Although the present work suggests task-wide abnormalities in frontal theta power in the BD group compared to the CT group, it is not ideally set-up to answer when exactly these abnormalities occur. It is possible that abnormal frontal oscillations extend throughout the timing interval, or are limited to the cue, response, or feedback-integration intervals. Our analyses suggest abnormalities locked to the response epoch of the long interval, however, these analyses are preliminary and underpowered (Additional file 1: Figs. S3 and S4). In addition to abnormalities in power, it is possible that a weakening of phase coupling associated with the integration of timing cue processing translates to greater variability in response time. Future work should disentangle this issue.

Limitations

The present sample is skewed towards BD patients, as the CT group comprises 20% (n = 6 or 7) of the total study population while the BD group comprises 80% (n = 24) of the population. Because of this, the precision of estimates where comparisons between CT and BD groups are made are limited. Indeed, our results should be carefully interpreted as a first step towards understanding supra-second ITT performance in BD, and further, larger studies are needed. However, two indicators within the present data-set point to the reliability of these findings (1) the variability within the control group for most analyses is quite small, smaller than the BD group, in all cases. And (2) we are not the first group to report differences in ITT performance between BD and CT groups, indeed our findings are confirmatory of previous work (Mahlberg et al. 2008; Bschor et al. 2004).

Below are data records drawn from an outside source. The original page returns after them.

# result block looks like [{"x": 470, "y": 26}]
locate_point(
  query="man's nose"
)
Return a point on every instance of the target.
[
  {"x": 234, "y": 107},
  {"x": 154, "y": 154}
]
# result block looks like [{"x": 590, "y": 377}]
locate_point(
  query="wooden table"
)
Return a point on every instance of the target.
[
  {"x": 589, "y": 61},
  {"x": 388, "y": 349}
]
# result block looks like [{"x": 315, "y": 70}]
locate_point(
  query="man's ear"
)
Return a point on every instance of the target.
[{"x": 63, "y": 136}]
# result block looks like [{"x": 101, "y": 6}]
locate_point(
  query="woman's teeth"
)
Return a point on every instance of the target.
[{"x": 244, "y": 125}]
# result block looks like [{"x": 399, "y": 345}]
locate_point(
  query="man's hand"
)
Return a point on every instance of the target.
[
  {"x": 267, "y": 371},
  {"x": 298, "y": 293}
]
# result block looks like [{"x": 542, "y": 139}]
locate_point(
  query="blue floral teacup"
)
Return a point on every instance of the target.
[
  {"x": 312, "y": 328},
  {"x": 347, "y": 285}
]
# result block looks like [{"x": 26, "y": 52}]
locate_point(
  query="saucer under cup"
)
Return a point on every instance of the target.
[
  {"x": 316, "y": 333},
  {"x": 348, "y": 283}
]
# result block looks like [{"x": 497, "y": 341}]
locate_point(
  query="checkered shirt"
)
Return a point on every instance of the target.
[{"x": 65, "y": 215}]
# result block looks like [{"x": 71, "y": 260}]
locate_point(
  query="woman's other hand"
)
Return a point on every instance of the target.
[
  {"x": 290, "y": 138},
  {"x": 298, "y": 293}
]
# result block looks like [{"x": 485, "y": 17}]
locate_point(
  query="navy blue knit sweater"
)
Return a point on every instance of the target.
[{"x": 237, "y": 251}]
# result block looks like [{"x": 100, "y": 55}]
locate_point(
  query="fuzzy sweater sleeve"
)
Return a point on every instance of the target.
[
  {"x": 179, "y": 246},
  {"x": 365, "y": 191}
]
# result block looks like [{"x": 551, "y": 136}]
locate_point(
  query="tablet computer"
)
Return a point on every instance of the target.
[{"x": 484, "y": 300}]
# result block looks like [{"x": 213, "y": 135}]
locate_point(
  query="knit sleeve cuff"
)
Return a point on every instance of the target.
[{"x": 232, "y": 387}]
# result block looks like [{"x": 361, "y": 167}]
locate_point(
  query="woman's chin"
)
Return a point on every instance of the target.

Another factor to consider within the present dataset is that polypharmacy was the treatment plan norm within the patient population, which complicates interpretation of how timing results vary by antipsychotic use. To disentangle this, we calculated an ACB score for each patient. Our regression analysis suggests a weak relationship between the SIT peak time index and ACB score only. However, ACB scores within our data were not normally distributed, and clustered between 1 and 5, complicating interpretation.

Finally, we were unable to assess how mania alters supra-second interval timing performance, as none of our BD patients were in a manic state. This question is of particular interest as results are not consistent within the literature: while some studies suggest that manic patients under-estimate supra-second intervals (Mahlberg et al. 2008), other suggests that manic patients over-estimate such intervals (Bschor et al. 2004). However, this remains an open question for future work.